My last book was finished, as far as I was concerned, and
while I awaited contacts from editors about rewrites I was surfing aimlessly
and found an article on GLOBAL WARMING. The article included maps showing me
the destruction that would occur to the world if the sea level rose by seven
metres. I realized that the town where I live would be severely damaged by
that, but cleverly the article said I could change the depth of sea level rise.
When I set it at 4 metres and looked at the new East Anglia, the idea for a new
book leapt out of the screen. At about
the same time, I was also watching the Brexit negotiations with increasing
disbelief. Even the most Europhobic Racist who hates every "frog, sprout,
clog and kraut"*, surely could not have wanted the current chaos. So,
triggered by the map and Brexit, the new book started.
A couple of years
before I had written a standalone novel called 50 Miles from Anywhere, and in
the first chapter of that book I had a girl gang-raped and the poor soul spent
the rest of the book in ICU. Unlike many authors I feel a serious affinity for
the characters who have appeared in my head, and I felt really guilty towards
Steph, and knew that I owed her one. The cast of the new book produced half a
dozen other characters from that first very different book, and I asked myself
where might they be twenty years later. Steph had been to university and law
school, and had come back to her home town. Siobhan, the perky Irish Uniformed
PC who was Steph’s family worker in the first book, had risen in the police
ranks and was now the police chief in a border town, and Adelina, the
gangster’s popsy in the first book, had moved on to being his moll, then his
wife, and when Uncle Lev died she became the new Boss.
The major
difference in the feel of this book, North Sea Rising, is that heroine is
Steph, and she is the ‘I’ and the narrative voice. I had never done that
before. I may not be the first male author who has used the conceit of writing
a 1st person singular female, but it’s the first time I’ve done it, apart from
writing female characters in dramas and sketches in the 70s and 80s.

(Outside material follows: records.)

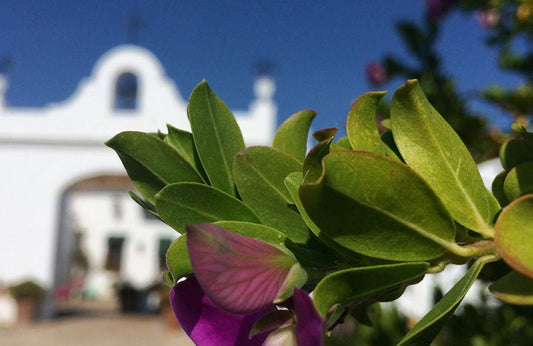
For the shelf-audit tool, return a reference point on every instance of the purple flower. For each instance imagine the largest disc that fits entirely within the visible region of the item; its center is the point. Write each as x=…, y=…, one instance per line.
x=238, y=280
x=438, y=9
x=239, y=274
x=376, y=73
x=206, y=324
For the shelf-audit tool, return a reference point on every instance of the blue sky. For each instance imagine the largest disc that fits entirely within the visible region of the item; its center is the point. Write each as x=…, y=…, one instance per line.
x=320, y=48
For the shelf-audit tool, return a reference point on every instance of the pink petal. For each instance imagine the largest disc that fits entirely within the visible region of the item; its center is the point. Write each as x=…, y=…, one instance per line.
x=206, y=324
x=239, y=274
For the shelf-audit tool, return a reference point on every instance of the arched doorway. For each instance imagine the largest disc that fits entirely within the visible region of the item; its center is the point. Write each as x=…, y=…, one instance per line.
x=104, y=240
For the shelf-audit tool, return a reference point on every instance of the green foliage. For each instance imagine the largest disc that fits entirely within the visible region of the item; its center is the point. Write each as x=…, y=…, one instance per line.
x=27, y=290
x=347, y=286
x=432, y=149
x=361, y=223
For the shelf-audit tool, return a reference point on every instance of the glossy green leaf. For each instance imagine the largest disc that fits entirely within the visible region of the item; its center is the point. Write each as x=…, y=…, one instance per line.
x=346, y=286
x=345, y=143
x=216, y=135
x=514, y=288
x=143, y=154
x=312, y=168
x=293, y=183
x=432, y=149
x=291, y=136
x=183, y=142
x=519, y=181
x=514, y=235
x=430, y=325
x=254, y=230
x=191, y=203
x=361, y=125
x=391, y=148
x=147, y=206
x=515, y=152
x=259, y=174
x=497, y=188
x=178, y=262
x=378, y=207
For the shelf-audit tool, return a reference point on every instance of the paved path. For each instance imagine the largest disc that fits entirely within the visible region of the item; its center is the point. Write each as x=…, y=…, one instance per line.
x=95, y=329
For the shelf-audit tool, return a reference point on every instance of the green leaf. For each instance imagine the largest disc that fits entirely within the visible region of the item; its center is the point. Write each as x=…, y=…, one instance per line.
x=514, y=288
x=293, y=183
x=191, y=203
x=519, y=181
x=497, y=188
x=429, y=326
x=361, y=125
x=259, y=174
x=345, y=143
x=515, y=152
x=254, y=230
x=183, y=142
x=216, y=135
x=312, y=168
x=151, y=163
x=147, y=206
x=178, y=262
x=347, y=286
x=514, y=235
x=378, y=207
x=432, y=149
x=391, y=148
x=291, y=136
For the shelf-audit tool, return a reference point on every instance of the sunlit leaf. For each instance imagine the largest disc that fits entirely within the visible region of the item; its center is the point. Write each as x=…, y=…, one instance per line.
x=254, y=230
x=361, y=125
x=514, y=235
x=430, y=325
x=143, y=154
x=519, y=181
x=431, y=148
x=378, y=207
x=497, y=188
x=259, y=174
x=183, y=142
x=312, y=169
x=515, y=152
x=189, y=203
x=345, y=143
x=216, y=135
x=177, y=258
x=293, y=183
x=291, y=136
x=349, y=285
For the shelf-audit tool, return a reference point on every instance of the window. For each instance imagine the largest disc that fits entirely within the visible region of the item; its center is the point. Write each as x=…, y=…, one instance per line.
x=126, y=90
x=114, y=253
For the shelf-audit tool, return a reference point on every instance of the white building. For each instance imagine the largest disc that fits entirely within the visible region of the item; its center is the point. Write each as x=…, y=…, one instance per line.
x=60, y=180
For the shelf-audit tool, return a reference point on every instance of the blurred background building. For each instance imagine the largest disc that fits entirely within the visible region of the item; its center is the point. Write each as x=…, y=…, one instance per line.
x=68, y=221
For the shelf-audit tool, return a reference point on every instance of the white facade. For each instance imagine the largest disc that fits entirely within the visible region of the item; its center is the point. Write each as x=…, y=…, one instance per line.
x=47, y=151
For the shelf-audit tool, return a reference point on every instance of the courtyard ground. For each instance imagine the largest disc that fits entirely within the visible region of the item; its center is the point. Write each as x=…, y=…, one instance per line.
x=95, y=325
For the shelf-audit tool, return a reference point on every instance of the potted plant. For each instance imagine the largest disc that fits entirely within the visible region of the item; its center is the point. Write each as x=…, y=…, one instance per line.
x=29, y=296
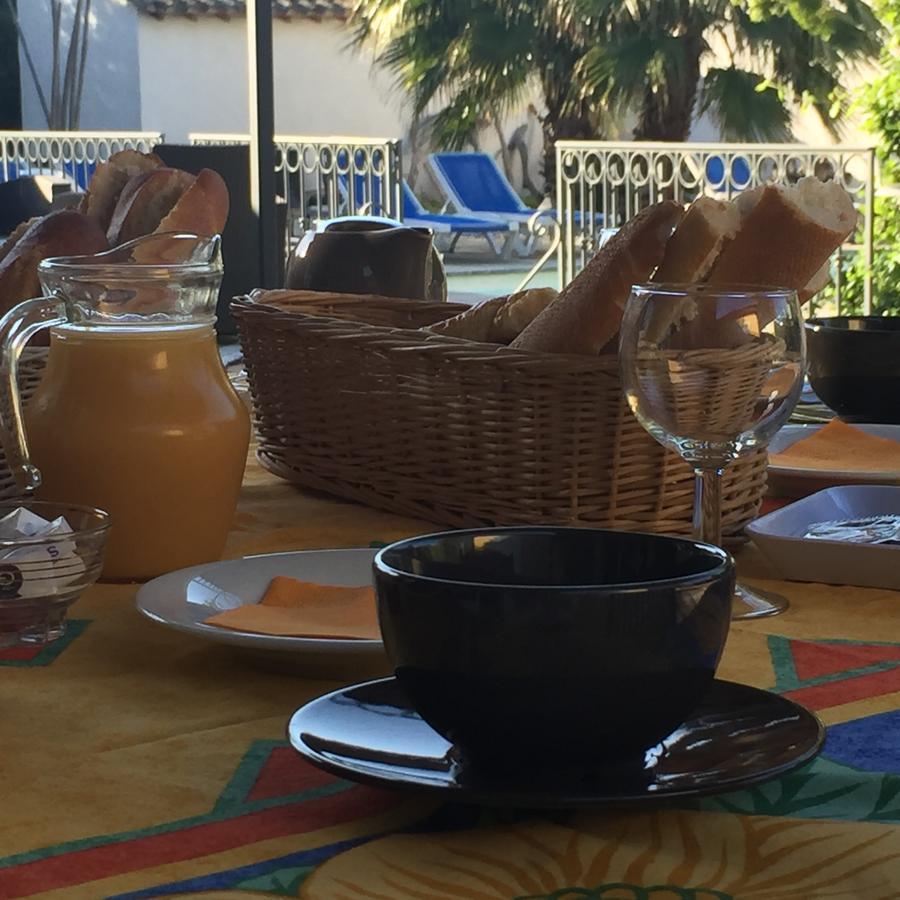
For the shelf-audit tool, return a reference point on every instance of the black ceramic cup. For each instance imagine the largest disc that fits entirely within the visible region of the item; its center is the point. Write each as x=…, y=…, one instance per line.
x=534, y=645
x=854, y=366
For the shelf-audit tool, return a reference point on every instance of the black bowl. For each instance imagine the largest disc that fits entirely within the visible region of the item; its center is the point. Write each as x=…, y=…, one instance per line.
x=854, y=366
x=529, y=645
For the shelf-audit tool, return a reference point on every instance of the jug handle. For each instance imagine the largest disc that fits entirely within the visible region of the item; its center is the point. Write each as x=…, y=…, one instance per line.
x=21, y=323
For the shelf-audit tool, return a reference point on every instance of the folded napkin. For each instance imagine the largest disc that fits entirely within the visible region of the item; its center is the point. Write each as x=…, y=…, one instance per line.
x=841, y=446
x=293, y=608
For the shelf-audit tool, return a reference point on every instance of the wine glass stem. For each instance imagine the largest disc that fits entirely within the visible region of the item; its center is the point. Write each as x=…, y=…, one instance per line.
x=708, y=504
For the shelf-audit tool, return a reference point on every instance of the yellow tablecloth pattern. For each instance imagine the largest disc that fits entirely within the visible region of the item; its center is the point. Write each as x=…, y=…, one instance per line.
x=139, y=762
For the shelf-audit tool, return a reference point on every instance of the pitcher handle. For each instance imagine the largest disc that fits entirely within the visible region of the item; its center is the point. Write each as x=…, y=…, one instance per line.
x=17, y=327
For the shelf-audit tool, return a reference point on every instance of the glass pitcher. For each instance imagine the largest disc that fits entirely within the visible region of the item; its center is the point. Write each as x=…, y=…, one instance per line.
x=135, y=413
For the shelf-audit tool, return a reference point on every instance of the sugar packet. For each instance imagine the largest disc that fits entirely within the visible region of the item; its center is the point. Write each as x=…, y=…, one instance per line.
x=40, y=569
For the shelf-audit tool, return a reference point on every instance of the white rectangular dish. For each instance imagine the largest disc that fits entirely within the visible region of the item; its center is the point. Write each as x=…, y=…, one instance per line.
x=779, y=536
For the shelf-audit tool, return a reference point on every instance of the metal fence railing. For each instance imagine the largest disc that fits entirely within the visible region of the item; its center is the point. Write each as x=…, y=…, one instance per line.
x=603, y=183
x=324, y=177
x=68, y=155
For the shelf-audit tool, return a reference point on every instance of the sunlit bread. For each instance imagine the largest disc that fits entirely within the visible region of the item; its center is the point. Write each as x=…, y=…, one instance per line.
x=110, y=178
x=588, y=311
x=145, y=201
x=63, y=233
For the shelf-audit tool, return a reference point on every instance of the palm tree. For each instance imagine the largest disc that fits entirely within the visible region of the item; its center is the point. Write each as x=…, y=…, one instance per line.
x=595, y=59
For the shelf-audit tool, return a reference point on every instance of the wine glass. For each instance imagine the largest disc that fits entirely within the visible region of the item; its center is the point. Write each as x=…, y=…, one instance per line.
x=713, y=372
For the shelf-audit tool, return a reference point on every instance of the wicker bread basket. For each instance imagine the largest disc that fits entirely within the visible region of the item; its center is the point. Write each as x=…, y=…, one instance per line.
x=351, y=398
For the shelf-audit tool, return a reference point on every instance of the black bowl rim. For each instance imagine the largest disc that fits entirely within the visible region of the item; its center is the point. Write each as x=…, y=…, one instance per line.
x=717, y=571
x=820, y=323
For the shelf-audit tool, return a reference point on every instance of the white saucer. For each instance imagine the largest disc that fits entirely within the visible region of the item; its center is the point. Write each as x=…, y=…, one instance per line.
x=793, y=481
x=182, y=600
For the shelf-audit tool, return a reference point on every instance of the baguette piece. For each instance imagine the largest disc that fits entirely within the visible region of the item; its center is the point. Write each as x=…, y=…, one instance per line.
x=146, y=200
x=698, y=240
x=63, y=233
x=690, y=253
x=588, y=312
x=202, y=209
x=497, y=321
x=816, y=283
x=11, y=241
x=109, y=180
x=786, y=234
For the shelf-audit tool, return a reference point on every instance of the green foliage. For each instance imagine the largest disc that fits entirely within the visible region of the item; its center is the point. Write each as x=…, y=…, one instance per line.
x=881, y=101
x=885, y=265
x=594, y=58
x=882, y=96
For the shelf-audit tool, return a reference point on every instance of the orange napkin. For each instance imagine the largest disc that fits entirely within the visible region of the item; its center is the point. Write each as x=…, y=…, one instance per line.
x=300, y=609
x=841, y=446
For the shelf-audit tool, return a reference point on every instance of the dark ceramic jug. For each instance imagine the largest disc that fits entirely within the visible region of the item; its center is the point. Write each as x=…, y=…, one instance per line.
x=356, y=255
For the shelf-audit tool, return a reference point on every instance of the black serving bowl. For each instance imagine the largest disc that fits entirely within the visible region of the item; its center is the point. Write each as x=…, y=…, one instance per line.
x=854, y=366
x=540, y=644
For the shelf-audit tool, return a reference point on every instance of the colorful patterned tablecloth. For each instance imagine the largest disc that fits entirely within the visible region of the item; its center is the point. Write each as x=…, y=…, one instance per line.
x=139, y=762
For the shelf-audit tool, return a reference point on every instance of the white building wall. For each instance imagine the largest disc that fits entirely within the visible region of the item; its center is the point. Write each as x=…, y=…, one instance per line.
x=194, y=77
x=112, y=94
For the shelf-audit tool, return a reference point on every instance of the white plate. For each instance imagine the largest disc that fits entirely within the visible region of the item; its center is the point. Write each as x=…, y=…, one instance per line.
x=183, y=599
x=794, y=481
x=779, y=536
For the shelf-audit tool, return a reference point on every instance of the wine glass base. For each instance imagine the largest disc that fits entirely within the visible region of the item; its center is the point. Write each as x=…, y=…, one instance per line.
x=755, y=603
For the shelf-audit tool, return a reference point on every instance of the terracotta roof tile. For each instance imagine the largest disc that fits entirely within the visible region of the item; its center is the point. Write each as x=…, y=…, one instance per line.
x=226, y=9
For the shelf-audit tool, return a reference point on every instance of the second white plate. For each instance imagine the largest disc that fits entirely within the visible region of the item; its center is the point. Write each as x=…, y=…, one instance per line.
x=182, y=600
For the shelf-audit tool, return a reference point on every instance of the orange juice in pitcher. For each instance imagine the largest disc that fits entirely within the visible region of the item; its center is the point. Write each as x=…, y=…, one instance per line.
x=135, y=413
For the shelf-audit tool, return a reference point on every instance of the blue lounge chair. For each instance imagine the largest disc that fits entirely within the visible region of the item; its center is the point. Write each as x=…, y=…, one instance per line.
x=716, y=174
x=475, y=186
x=415, y=215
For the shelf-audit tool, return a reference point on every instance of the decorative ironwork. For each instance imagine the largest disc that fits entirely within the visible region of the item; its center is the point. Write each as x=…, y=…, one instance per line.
x=325, y=177
x=68, y=155
x=600, y=184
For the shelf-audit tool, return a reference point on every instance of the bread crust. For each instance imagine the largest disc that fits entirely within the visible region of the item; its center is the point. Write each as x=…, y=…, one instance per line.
x=778, y=243
x=588, y=312
x=110, y=178
x=497, y=321
x=63, y=233
x=202, y=209
x=145, y=201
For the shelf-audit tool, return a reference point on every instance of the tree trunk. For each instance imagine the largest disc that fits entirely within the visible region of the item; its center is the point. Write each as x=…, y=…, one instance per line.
x=666, y=114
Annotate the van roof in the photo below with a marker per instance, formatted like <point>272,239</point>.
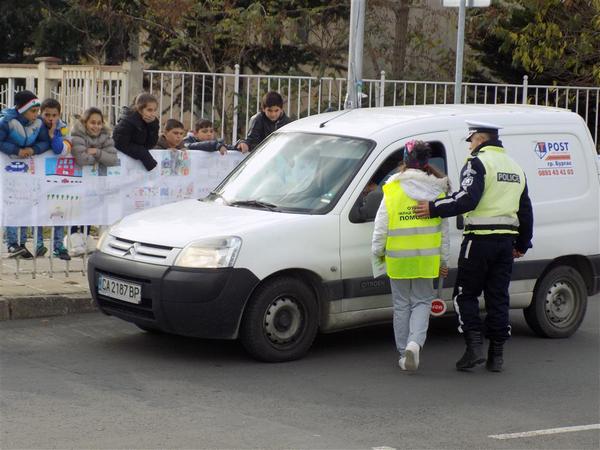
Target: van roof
<point>369,122</point>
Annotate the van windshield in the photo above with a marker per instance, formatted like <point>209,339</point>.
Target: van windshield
<point>294,172</point>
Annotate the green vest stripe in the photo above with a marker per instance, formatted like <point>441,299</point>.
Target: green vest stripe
<point>403,253</point>
<point>496,212</point>
<point>412,248</point>
<point>416,230</point>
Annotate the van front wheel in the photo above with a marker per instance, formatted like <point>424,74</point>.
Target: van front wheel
<point>280,321</point>
<point>559,303</point>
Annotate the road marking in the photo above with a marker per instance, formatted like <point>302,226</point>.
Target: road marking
<point>595,426</point>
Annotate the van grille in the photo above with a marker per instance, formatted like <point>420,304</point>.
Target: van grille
<point>141,251</point>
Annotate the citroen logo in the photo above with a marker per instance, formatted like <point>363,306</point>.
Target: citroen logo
<point>132,250</point>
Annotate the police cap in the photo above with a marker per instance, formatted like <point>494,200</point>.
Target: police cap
<point>481,127</point>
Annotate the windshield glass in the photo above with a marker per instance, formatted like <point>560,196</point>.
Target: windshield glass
<point>294,172</point>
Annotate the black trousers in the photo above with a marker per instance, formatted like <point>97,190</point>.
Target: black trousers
<point>484,265</point>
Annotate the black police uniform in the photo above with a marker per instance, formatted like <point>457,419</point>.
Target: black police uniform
<point>485,261</point>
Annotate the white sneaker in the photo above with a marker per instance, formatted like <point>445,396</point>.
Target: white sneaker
<point>412,356</point>
<point>402,363</point>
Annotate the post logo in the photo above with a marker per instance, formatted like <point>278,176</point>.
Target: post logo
<point>540,149</point>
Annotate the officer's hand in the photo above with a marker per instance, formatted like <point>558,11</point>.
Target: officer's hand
<point>25,152</point>
<point>243,147</point>
<point>422,210</point>
<point>443,271</point>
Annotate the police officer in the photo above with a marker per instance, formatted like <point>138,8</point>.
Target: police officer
<point>498,228</point>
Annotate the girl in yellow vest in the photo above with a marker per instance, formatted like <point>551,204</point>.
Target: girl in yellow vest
<point>415,250</point>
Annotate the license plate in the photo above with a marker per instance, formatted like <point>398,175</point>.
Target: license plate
<point>119,289</point>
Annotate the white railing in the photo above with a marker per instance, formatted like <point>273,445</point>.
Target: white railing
<point>230,99</point>
<point>76,87</point>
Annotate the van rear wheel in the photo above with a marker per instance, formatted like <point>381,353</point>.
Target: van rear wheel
<point>559,303</point>
<point>280,321</point>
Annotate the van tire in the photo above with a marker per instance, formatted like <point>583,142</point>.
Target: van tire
<point>559,303</point>
<point>280,321</point>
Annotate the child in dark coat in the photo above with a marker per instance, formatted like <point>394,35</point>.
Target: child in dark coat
<point>137,130</point>
<point>271,118</point>
<point>203,138</point>
<point>172,137</point>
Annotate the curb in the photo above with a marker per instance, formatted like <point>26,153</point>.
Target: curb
<point>12,308</point>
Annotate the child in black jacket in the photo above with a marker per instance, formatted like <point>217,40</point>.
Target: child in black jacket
<point>137,130</point>
<point>203,138</point>
<point>271,118</point>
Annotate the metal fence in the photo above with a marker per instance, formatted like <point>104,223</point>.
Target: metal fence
<point>230,100</point>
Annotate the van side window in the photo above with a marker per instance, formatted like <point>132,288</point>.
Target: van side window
<point>366,206</point>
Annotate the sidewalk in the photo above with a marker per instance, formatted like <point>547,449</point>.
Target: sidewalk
<point>48,294</point>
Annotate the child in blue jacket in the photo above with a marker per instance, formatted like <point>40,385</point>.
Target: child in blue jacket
<point>20,137</point>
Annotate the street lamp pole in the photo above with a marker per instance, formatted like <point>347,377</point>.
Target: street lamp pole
<point>355,54</point>
<point>460,45</point>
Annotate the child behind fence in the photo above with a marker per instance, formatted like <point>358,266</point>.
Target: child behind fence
<point>21,137</point>
<point>172,137</point>
<point>203,138</point>
<point>137,130</point>
<point>92,141</point>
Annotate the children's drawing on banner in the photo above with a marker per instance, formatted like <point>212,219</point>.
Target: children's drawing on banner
<point>49,196</point>
<point>62,206</point>
<point>100,170</point>
<point>62,169</point>
<point>21,192</point>
<point>21,166</point>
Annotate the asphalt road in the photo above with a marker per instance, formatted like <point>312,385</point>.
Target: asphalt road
<point>90,381</point>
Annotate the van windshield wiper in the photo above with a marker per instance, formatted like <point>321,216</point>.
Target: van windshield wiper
<point>259,203</point>
<point>218,195</point>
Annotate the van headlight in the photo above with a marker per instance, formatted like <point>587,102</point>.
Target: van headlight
<point>102,241</point>
<point>210,253</point>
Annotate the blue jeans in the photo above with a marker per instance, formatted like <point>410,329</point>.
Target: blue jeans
<point>12,239</point>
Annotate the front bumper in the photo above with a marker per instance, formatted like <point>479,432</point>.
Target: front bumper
<point>205,303</point>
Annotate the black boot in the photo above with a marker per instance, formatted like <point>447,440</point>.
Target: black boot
<point>474,353</point>
<point>495,359</point>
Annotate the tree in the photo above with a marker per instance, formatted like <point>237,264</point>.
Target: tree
<point>403,37</point>
<point>552,41</point>
<point>213,35</point>
<point>18,26</point>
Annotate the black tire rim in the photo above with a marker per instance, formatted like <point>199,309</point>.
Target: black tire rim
<point>283,321</point>
<point>560,304</point>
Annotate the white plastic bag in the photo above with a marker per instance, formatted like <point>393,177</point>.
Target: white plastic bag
<point>91,244</point>
<point>75,244</point>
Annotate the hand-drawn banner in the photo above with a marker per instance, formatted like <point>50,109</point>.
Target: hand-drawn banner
<point>52,190</point>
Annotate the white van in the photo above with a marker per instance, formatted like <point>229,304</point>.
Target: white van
<point>278,251</point>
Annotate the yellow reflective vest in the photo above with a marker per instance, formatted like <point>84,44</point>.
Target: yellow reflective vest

The plot is set in an Anglia that has separated from the
rest of an England that is politically collapsing, and looking at the map it is
blindingly obvious why that happened. The first 2 bits of the UK to go after
Brexit, were Scotland, whose second referendum for independence was successful.
At the same time while Scotland was dehiscing, Northern Ireland decided that
they would be better off being linked with a popular Eire, rather than an
England with whom nobody even wanted to talk. Over the next ten years, Wales,
Wessex, and Anglia followed…. And twenty years from now that is the scenario
for North Sea Rising…
*I think the owners of that phrase are Stiff Records!